Yo debería haber caído en eso.

– La realidad no es nunca tal y como la percibimos -digo-. Alguien tira de hilos que no podemos ver.

– ¿Qué quieres decir con eso?

– Sabían bien lo que estaban buscando. Y dónde tenían que buscar. Y lo encontraron. Y entonces aparecí yo y me inmiscuí en todo el asunto.

– ¡Eso es lo que me gusta de ti! ¡Que te inmiscuyas!

– No creo que a ellos les entusiasme tanto.

– Pues eso es cosa suya.

– Ahora me he convertido en una china en su zapato.

– ¡Les está bien merecido!

Me río.

– Realmente pareces tenerles bastante manía.

– Es que son tan… -Sacude la cabeza y aprieta los dientes.

– ¿ Te ha gustado el guiso de judías?

– ¡Delicioso!

– ¿Te apetecería hacerte vegetariana?

– ¡Nunca! ¡Aprecio demasiado la carne! -Me guiña un ojo.

No ocurre con mucha frecuencia que cruce las calles de Londres estrechamente abrazado a una chica preciosa.

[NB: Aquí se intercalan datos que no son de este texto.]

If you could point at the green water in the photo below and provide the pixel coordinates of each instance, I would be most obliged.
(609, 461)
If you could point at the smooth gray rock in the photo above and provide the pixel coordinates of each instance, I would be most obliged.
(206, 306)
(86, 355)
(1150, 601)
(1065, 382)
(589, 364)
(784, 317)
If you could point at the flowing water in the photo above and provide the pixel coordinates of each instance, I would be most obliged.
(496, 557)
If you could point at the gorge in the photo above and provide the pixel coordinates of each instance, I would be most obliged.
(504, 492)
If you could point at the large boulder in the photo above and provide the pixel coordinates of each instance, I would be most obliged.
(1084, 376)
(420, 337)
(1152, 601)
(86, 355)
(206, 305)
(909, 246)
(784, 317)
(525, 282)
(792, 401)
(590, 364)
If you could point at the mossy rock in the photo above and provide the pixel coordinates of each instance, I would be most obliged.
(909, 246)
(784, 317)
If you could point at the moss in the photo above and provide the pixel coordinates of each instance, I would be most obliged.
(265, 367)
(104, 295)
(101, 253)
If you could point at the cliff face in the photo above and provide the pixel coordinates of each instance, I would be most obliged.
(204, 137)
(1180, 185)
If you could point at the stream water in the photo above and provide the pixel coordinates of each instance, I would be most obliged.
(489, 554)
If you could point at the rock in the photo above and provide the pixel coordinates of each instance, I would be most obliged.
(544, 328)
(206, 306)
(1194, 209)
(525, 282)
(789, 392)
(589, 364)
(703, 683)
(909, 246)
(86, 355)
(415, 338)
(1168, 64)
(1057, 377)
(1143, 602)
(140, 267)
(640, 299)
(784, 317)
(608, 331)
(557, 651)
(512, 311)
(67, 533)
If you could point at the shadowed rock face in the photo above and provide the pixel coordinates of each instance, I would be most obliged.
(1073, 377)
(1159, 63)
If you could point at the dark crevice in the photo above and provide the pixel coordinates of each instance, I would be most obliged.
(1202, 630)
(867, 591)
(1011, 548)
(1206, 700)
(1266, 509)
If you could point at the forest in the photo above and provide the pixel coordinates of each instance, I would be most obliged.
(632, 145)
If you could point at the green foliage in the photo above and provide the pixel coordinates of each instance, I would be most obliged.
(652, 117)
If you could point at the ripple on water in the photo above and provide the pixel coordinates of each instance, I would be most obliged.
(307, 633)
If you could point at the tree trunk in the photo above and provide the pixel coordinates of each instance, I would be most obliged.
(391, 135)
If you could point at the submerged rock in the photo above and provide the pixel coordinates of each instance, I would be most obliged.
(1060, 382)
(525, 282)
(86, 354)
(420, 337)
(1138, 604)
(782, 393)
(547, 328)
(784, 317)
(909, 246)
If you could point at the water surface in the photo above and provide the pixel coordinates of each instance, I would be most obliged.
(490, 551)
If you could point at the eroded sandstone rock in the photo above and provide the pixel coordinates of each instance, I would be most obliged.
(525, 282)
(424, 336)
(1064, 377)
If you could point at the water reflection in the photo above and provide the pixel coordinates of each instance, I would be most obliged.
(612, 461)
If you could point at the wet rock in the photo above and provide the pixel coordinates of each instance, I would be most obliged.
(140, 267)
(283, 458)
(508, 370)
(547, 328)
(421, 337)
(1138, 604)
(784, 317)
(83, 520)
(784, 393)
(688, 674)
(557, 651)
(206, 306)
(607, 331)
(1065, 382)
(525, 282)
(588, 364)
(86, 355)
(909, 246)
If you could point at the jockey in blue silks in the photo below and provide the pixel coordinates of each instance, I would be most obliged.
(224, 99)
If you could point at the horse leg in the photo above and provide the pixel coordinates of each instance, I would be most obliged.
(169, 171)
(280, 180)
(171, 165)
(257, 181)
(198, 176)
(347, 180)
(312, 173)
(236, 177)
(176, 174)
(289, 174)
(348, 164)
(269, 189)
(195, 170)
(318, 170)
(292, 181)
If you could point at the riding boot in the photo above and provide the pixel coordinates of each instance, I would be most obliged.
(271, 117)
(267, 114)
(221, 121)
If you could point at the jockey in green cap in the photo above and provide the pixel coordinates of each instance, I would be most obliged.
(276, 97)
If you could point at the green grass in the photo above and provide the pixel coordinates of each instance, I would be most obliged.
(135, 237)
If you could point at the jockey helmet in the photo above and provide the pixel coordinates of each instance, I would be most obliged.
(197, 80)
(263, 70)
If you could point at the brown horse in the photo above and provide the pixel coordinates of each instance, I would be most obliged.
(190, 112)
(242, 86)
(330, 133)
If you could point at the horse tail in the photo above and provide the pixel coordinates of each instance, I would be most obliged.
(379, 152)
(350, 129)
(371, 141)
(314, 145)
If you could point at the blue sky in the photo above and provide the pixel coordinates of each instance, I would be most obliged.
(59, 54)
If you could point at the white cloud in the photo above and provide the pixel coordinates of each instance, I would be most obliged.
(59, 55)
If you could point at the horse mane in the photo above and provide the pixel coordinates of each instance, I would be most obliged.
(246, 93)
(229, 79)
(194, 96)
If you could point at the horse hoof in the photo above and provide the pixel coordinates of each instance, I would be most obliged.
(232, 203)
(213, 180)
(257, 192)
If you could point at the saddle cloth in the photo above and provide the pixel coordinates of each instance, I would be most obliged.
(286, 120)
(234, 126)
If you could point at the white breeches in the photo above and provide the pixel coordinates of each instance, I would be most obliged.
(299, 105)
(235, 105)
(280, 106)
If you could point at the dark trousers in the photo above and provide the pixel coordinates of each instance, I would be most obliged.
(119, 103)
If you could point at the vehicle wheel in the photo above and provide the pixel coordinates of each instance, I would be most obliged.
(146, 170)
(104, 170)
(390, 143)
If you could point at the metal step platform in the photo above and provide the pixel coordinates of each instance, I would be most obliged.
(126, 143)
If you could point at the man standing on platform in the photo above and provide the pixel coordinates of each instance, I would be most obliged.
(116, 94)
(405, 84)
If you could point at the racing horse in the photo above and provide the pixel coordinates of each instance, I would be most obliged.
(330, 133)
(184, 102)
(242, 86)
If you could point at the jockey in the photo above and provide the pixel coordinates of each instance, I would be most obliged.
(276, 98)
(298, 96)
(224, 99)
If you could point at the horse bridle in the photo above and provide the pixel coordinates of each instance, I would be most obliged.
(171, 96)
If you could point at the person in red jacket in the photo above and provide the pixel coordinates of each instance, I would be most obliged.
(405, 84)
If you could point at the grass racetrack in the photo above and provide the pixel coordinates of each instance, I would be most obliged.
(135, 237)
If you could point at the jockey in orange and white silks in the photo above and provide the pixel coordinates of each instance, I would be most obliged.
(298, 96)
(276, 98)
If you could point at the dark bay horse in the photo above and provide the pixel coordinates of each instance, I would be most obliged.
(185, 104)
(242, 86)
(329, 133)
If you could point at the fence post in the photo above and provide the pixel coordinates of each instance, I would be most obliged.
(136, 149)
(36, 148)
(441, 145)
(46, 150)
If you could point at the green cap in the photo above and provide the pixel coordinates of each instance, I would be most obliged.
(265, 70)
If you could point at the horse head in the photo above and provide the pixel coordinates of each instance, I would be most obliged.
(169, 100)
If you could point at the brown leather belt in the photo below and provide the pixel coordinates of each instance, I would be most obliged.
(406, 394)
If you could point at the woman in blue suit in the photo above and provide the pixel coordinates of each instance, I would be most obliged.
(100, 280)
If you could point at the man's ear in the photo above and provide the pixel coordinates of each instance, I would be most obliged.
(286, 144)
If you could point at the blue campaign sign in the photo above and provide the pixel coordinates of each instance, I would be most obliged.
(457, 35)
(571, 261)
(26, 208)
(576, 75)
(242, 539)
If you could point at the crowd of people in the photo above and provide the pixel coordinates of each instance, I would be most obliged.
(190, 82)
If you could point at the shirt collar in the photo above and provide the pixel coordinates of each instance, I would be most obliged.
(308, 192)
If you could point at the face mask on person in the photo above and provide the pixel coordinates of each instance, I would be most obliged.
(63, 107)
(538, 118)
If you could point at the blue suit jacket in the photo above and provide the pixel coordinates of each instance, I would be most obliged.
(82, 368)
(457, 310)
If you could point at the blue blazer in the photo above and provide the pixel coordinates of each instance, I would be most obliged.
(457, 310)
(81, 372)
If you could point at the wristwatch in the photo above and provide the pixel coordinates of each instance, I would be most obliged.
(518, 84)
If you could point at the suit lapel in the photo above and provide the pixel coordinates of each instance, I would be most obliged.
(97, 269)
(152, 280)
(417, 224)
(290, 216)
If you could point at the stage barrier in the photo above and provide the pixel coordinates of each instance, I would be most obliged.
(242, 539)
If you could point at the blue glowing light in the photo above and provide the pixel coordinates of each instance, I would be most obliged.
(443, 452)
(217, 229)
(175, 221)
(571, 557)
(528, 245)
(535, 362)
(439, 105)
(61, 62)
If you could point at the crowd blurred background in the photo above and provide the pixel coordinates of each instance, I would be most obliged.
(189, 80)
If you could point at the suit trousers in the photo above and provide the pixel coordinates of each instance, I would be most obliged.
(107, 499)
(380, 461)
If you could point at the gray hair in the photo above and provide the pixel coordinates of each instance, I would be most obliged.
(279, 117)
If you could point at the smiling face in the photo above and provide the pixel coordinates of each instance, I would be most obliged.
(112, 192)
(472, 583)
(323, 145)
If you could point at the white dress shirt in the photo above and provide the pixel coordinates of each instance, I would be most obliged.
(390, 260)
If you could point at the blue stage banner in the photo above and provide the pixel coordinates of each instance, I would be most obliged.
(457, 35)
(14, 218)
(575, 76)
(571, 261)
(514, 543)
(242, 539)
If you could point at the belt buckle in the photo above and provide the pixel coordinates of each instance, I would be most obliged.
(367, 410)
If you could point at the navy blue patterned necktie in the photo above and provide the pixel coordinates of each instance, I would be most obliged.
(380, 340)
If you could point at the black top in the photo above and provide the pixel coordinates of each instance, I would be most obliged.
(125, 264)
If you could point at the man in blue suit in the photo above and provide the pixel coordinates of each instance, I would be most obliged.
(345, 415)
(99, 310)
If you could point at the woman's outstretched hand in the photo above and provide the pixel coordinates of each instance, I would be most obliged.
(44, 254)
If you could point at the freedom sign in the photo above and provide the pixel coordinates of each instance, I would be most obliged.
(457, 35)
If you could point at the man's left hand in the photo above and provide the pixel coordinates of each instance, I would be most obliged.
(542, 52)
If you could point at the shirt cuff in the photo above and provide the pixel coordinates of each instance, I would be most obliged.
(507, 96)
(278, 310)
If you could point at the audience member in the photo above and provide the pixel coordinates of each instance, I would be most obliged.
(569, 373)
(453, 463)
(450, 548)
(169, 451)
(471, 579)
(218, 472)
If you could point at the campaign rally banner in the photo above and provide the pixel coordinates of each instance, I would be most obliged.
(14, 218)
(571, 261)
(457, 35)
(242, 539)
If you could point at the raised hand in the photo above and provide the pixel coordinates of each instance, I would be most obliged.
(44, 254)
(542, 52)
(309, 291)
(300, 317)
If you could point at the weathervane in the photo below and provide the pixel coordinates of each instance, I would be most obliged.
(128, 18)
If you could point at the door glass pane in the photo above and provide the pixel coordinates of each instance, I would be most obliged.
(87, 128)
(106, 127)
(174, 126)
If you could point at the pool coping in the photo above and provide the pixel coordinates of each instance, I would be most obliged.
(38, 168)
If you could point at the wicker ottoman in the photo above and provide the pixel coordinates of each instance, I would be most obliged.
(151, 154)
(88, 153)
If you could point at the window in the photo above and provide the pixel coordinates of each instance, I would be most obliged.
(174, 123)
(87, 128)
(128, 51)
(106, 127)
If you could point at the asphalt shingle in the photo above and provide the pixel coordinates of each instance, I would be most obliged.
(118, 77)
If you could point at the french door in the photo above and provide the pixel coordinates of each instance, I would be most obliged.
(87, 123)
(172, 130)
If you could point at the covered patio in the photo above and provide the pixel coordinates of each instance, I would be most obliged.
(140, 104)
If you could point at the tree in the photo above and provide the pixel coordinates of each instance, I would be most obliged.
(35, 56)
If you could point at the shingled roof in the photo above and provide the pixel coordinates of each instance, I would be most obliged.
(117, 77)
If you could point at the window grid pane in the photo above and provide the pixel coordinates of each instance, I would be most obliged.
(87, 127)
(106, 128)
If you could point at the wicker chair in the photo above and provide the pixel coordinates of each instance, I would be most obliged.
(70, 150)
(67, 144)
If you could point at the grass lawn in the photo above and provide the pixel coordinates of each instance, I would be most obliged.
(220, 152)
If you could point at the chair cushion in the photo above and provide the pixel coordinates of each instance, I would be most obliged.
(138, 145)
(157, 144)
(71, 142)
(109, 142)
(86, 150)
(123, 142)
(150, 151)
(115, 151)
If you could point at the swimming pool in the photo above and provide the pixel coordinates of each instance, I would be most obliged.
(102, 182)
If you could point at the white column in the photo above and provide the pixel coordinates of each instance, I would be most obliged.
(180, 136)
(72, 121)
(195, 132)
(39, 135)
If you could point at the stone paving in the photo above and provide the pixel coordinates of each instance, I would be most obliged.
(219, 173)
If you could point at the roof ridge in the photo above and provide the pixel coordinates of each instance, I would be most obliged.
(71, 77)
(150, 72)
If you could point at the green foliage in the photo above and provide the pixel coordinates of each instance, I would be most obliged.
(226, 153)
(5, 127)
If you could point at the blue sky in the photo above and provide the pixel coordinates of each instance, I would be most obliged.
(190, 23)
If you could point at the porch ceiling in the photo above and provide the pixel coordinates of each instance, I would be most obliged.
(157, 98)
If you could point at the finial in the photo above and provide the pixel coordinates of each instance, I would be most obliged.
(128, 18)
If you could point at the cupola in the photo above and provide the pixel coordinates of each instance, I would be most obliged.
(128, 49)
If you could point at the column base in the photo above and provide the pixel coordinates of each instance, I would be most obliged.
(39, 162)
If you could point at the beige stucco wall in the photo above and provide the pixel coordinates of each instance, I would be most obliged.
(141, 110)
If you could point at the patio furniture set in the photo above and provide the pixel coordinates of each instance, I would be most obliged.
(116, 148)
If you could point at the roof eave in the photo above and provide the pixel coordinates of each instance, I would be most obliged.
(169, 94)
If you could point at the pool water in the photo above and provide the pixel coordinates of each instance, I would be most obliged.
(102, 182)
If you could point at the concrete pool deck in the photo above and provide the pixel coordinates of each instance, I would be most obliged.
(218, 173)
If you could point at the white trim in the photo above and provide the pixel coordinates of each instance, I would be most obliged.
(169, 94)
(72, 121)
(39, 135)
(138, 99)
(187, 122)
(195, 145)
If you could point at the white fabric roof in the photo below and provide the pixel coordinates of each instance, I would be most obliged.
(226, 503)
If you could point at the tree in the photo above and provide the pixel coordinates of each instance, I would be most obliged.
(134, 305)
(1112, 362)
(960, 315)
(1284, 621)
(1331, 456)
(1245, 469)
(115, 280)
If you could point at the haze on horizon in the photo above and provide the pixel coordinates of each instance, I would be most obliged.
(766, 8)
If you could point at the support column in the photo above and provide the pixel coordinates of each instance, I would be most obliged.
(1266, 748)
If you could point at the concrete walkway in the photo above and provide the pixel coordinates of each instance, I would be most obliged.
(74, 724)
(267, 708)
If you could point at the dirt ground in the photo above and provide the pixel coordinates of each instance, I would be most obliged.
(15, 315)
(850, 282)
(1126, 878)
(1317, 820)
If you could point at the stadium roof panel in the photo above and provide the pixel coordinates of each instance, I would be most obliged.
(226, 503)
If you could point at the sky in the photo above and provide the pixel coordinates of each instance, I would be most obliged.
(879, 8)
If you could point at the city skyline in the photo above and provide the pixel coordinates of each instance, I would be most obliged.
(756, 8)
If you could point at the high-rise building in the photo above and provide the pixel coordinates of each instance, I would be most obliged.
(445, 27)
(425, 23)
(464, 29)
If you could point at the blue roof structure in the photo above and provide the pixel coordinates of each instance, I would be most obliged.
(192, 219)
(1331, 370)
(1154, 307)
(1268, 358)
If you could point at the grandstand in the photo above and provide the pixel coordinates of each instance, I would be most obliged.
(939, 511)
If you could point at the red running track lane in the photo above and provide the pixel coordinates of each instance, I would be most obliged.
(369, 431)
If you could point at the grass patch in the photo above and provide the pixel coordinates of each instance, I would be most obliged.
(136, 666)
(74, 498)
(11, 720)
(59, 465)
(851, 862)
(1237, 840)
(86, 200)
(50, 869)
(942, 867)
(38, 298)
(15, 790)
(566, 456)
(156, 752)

Lo cierto es que no es muy frecuente que camine abrazado a ninguna chica.

El aire está caliente, denso, cargado. O si no, soy yo. Saludo a los coches que pasan. Les guiño el ojo a las chicas. Un mendigo está sentado, medio durmiendo junto a una cabina telefónica. Diane me ha metido la mano en el bolsillo trasero del pantalón.

Nunca le he dicho a Diane en qué hotel estoy alojado. Pero es ella quien me guía por Oxford Street hasta Bayswater Road. A no ser que sea mi subconsciente. Me arriesgo a echarle el brazo por encima del hombro.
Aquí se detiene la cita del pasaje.